We have three primary goals in incorporating these tests:

  • We need to target a specific directory to test our TypeScript in real-time without affecting the entire project ecosystem.
  • We need this script to successfully run both locally and in CI, across 3 different Node environments.
  • We need this test to identify any regressions introduced to the src or types themselves.

tsc

So, we have a set of tests living inside of a test/typescript dir. We are reaching these tests with a script that is run from the root's package.json:

// The script we are focused on testing right now
"test-ts-usage": "tsc --jsx react --target ES6 --noImplicitAny --esModuleInterop typescript/index.tsx",

// This script existed before this test addition
// It runs the existing index and makes sure there are no immediate errs
"test-ts-defs": "tsc --target ES5 --noImplicitAny index.d.ts",

What is it doing right now?

When we run our test-ts-usage script right now, it is compiling every package this library depends on, including testing libraries that aren't being invoked by our test file itself. This is because of the compiler. I am suspicious that it's viewing the project as a single entity, hence the all-encompassing compiling, so we will need to dive into the compiler to see what flag options we have that will get the compiler to treat this single tsx file as an independently nested project.

How can we fix this?

We can use a combination of compiler options and a project reference to achieve our testing goal here.

Using the project reference, we can direct tsc to view our mini suite as a project of its own without installing peer dependencies from the root repository. But what is required to substantiate an entire project? How much boilerplate needs to be initialized?
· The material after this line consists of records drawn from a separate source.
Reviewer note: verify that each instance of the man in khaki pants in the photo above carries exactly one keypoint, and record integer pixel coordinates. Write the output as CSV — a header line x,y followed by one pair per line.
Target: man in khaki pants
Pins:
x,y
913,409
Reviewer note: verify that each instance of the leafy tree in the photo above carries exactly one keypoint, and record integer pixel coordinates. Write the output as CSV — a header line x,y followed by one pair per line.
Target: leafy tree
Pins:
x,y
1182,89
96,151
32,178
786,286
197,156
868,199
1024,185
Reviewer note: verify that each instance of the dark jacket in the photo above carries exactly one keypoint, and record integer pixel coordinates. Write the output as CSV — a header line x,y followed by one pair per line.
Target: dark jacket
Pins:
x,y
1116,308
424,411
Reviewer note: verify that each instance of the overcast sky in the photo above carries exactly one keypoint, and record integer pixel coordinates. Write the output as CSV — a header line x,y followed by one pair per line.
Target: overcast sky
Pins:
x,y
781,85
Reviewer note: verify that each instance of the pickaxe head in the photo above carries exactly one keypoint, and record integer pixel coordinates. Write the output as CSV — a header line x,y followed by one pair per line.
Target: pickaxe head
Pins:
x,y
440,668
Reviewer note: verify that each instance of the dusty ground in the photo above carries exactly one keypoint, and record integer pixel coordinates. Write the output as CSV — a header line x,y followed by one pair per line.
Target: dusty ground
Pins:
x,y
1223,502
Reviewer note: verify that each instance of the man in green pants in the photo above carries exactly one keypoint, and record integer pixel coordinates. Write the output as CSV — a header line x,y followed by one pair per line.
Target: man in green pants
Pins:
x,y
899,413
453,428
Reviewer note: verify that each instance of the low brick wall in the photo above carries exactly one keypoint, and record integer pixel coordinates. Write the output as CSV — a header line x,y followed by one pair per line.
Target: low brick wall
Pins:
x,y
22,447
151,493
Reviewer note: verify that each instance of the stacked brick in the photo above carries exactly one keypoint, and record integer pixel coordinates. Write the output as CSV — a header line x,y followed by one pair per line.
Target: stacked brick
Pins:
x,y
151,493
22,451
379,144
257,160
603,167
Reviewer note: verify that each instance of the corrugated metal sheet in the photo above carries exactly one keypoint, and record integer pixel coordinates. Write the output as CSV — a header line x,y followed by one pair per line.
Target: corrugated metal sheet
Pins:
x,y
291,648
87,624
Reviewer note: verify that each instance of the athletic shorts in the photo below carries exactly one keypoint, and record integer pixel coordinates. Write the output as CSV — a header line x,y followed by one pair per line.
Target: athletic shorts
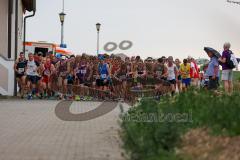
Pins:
x,y
213,83
33,79
186,81
227,75
102,83
19,75
173,81
179,77
45,79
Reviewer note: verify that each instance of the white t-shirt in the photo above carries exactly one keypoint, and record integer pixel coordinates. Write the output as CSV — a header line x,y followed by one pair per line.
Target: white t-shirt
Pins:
x,y
171,72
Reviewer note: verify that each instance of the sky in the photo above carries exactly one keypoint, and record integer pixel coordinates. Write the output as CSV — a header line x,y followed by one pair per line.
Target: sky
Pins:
x,y
156,27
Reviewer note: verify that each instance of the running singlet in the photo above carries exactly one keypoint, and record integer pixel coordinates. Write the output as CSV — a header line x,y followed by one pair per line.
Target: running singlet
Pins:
x,y
32,68
171,72
192,73
21,66
63,69
185,71
159,71
103,71
82,71
47,70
According to this blurb in the docs defining a project reference, we only need to:

  1. Add a top-level key of references to our root tsconfig.json, a small array of objects of projects to refer to:

    /* react-fast-compare/tsconfig.json */
    {
     "compilerOptions": {
       "noImplicitAny": true
     },
     "references": [{ "path": "test/typescript" }]
    }
  2. Add a tsconfig,json to the test directory we've pointed to as a separate project. All referenced projects need to have the composite flag enabled "to ensure TypeScript can quickly determine where to find the outputs of the referenced project". Now we can isolate our react-specific flags to the following:

    /* react-fast-compare/test/typescript/tsconfig.json */
    {
     "compilerOptions": {
       "composite": true,
       "esModuleInterop": true,
       "jsx": "react",
       "target": "ES6"
     }
    }

More about tsconfigs

Looking at the docs, we know that the presence of a tsconfig.json in a directory indicates that the directory is the root of a TypeScript project.
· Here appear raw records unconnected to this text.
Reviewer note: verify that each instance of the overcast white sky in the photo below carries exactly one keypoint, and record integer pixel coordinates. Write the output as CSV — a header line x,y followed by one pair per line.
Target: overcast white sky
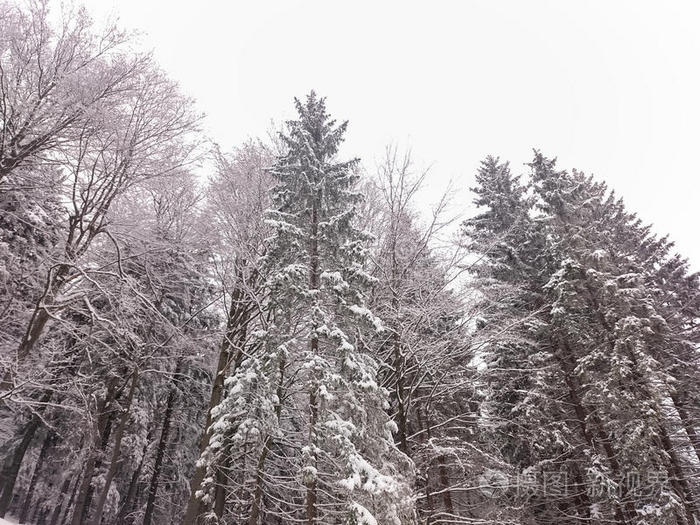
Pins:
x,y
609,87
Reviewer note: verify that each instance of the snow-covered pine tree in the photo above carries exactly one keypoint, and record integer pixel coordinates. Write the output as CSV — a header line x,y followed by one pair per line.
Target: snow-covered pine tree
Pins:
x,y
606,317
325,449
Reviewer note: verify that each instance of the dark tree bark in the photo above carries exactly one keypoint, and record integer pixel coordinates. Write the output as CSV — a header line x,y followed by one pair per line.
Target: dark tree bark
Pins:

The file is used to specify:

  • root files and their names
  • compiler options required to compile the project
    • tsc is invoked with no input files, the compiler looks for a tsconfig
    • tsx is invoked with no input files but a --project is passed, specifying the path of a directory containing a tsconfig or valid json file with configurations (so it can be renamed in a sub-directory!)

The docs also state: "When input files are specified on the command line, tsconfig.json files are ignored."

This means we can designate a project, point to a valid .json within that directory, and compile it independently. We now know we have the option to extend a root tsconfig, or override it completely.

Conclusion

For our use case in testing this open source library, I think it'll be more worthwhile to extend our existing config. Because the project is small enough, our source-of-truth approach should suffice; we don't need a wide variety of tsconfigs to test against.